À Diembéring, le cérémonial varie selon qu’il s’agit d’un homme ou d’une femme. « Lorsqu’un homme perd son épouse, il est accompagné par une seule personne jusqu’à la plage. Pour une femme, l’accompagnement est beaucoup plus important. Elles sont nombreuses à marcher avec elle. La veuve effectue trois bains de purification tandis que le veuf en accomplit un de plus. Deux femmes âgées, qui ont elles-mêmes traversé cette épreuve, prennent en charge toute la cérémonie selon un ordre bien précis », raconte Fafa Demba Diatta. Avant même la fin des funérailles, la solidarité féminine s’organise déjà. « Il arrive qu’une dizaine, voire une quinzaine de femmes attendent la veuve sur la plage. Pourtant, seules deux d’entre elles réalisent effectivement la purification. Leur expérience leur permet de respecter chaque étape du rituel sans rien laisser au hasard », précise-t-il.
Cependant, le cérémonial ne s’arrête pas lorsque les derniers embruns quittent la peau. Après chaque bain, les accompagnatrices remplissent plusieurs bouteilles d’eau de mer qui accompagneront le veuf ou la veuve pendant toute la durée du rite. « Durant les jours de purification, cette eau salée doit aussi être consommée. On peut boire de l’eau douce, mais il est impératif d’absorber également l’eau de mer. Je l’ai moi-même fait après le décès de mon épouse. Ce n’est pas une histoire que l’on m’a racontée. Je l’ai vécue », affirme Demba Diatta, enseignant à la retraite qui jouit d’une très bonne réputation dans cette partie du département d’Oussouye. Le respect de cette obligation est suivi de près par toute la communauté.
« Les habitants veillent à ce que le rituel soit observé jusqu’au bout. Personne ne souhaite voir un veuf ou une veuve s’écarter de la tradition. Même si cette eau est difficile à boire à cause de son goût salé, elle est perçue comme l’élément qui éloigne définitivement le malheur », souligne l’ancien enseignant. À Diembéring, la purification repose également sur un autre lieu chargé de symboles : le puits El Hadj Omar Foutiyou Tall.
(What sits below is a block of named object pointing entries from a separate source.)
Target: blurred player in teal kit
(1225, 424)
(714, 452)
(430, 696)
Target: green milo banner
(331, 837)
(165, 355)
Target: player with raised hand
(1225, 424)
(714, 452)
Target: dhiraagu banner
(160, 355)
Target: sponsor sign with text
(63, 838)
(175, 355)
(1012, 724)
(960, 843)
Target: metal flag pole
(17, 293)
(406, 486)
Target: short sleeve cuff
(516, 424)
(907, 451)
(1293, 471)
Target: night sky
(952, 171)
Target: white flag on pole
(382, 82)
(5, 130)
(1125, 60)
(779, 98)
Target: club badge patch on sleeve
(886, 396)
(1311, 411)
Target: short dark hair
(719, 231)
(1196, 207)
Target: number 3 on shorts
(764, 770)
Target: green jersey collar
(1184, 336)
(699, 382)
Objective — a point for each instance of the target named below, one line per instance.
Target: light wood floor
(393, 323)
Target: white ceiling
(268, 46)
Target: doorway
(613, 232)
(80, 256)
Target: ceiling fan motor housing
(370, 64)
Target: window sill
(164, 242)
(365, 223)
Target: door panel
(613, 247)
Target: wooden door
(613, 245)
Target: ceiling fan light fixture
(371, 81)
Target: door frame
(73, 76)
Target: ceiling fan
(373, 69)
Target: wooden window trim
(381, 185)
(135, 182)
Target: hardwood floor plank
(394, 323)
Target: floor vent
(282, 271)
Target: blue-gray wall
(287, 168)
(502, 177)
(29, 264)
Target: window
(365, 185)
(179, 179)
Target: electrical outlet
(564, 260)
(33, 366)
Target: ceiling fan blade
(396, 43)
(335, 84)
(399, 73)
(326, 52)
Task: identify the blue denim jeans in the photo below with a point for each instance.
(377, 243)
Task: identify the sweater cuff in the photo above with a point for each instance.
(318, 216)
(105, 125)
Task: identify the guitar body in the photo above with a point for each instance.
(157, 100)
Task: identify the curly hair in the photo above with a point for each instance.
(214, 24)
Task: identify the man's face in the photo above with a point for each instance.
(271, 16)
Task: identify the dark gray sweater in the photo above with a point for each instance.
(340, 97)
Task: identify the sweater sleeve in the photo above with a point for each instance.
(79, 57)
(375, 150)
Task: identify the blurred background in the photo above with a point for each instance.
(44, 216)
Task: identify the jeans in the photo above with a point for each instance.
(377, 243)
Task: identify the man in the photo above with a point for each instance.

Le caractère obligatoire du rite
« Chez nous, la mer et l’eau de ce puits constituent les deux grandes sources de purification. Lorsque les derniers jours du veuvage arrivent, un repas est offert aux proches et aux invités. Les sages de la concession ou du quartier accomplissent alors les dernières prières et invoquent les génies afin que le malheur quitte définitivement celui ou celle qui a perdu son conjoint. En dehors d’un deuil, personne ne se rend à la plage pour accomplir ce rituel », conclut Demba Diatta.
À Diembéring, l’océan ne se limite donc pas à son horizon infini ni aux richesses halieutiques qu’il offre aux populations. Il est une mémoire vivante, un sanctuaire invisible où les vagues emportent les douleurs les plus profondes. Ici, chaque ressac raconte une histoire de séparation, chaque poignée d’eau salée porte une promesse de renaissance. Entre croyances et transmission, cette tradition continue de résister au temps, rappelant que, sur cette côte de Casamance, la mer n’efface pas seulement les empreintes sur le sable. Elle aide aussi les vivants à reprendre leur souffle après la disparition remarquée d’un être cher.